Sentado en el coche junto a Álex, a quien acababa de dar la noticia de mis analíticas, llamé a Ricardo para intentar conocer algo de lo que me esperaba, o por lo menos saber qué debía hacer ahora.
Impresionado, con un tono de verdadera lástima, me informó de los pasos a seguir, dirigiéndonos a un centro de salud sexual donde Álex pudiese realizarse también las pruebas. Respecto a mí, sólo quedaba esperar la confirmación y recibir la citación para el especialista.
—Lo siento mucho nene. Tú no te mereces eso… —Se despidió.
¿Y quién se lo merece?
Puede que en mi caso, para quienes me conocían, y para mí mismo, fuese menos esperado, acorde a la vida «ordenada» que llevaba por entonces. Pero quien más o quien menos ha asumido riesgos en su vida; y en lo relativo al sexo muchas veces pelea la razón contra el deseo… Todos sintiéndonos a salvo, pero practicando el mismo juego peligroso. El problema es justo ese: que el sexo se haya convertido, a causa de un virus, en un juego peligroso.
A partir de ahí, ya depende de los principios de cada uno.
Tras informarnos en Internet de los centros más cercanos, nos citaron esa misma tarde para realizar la prueba rápida de VIH a Álex, pues a pesar de haberlo dado por sentado aun no contaba con su diagnóstico.

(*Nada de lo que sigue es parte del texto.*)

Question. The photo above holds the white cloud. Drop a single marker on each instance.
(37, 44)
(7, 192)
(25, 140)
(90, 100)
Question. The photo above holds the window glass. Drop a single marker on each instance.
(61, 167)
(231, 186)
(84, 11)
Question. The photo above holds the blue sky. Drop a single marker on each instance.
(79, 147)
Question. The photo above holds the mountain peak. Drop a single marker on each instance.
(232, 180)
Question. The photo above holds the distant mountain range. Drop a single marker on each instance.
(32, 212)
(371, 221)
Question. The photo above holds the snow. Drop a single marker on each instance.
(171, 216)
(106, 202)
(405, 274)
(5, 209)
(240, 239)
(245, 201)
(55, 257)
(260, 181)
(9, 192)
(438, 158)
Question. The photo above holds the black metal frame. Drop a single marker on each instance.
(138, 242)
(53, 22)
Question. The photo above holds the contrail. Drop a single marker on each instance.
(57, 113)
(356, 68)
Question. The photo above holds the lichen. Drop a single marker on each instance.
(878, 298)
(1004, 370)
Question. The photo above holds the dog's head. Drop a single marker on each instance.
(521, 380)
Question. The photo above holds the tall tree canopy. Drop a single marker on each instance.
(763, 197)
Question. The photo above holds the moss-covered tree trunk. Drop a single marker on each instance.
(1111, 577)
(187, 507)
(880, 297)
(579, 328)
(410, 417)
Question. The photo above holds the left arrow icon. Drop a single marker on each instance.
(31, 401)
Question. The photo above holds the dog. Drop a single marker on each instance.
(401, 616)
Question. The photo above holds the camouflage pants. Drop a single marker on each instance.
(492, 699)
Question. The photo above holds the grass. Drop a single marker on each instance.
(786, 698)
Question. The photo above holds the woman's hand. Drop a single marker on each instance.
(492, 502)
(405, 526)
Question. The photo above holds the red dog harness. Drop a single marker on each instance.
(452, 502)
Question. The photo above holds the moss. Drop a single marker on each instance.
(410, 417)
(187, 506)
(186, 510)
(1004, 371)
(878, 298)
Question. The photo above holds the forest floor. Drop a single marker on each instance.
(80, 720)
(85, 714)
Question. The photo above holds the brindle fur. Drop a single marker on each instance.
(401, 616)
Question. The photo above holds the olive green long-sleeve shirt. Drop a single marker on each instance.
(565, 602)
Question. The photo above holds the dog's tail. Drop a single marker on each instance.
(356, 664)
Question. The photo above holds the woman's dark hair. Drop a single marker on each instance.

En realidad ni por un segundo le vi dudar, ni yo lo hice tampoco.
Efectivamente el diagnóstico fue el esperado. Volví a romperme al oír «el fallo positivo». Ya no era sólo un papel donde podía leerlo, era una realidad. Ya no cabía espacio para ese error al que, durante algunas horas aun sabiendo que improbable, me había esperanzado.
Álex no se derrumbó en ningún instante. Se dedicaba a tranquilizarme, con total entereza. Volví a dudar de si él ya conocía su diagnóstico desde hacía meses, y había permanecido en silencio para no perderme. Esa suposición fue cogiendo fuerza con el paso de los días y su actitud.
Ya hacía tiempo que yo le había aclarado mis sentimientos, o mi falta de ellos. No quería continuar con él, no me sentía enamorado, y en cambio cada vez me encontraba más metido en la relación.
Y esto no hacía sino empeorar las cosas; también en mis expectativas de romper de una vez por todas.
—No le digas nada a tu familia. Me van a odiar, y no podremos seguir juntos… —Me rogó serio y casi autoritario.
—¿Cómo voy a callarme esto? No voy a ser capaz…
Intenté no herirle más, pues él también debía estar destrozado, a pesar de su fachada. No era el momento de repetir lo que ya llevábamos meses hablando. De nuevo dijo algo con lo que me hizo sentir «atrapado», obviando mi deseo de dejarle:
—Estaremos juntos y todo va a ir bien… —Se estaba aprovechando de la situación; como un arma en su lucha por seguir conmigo—. Siempre juntos…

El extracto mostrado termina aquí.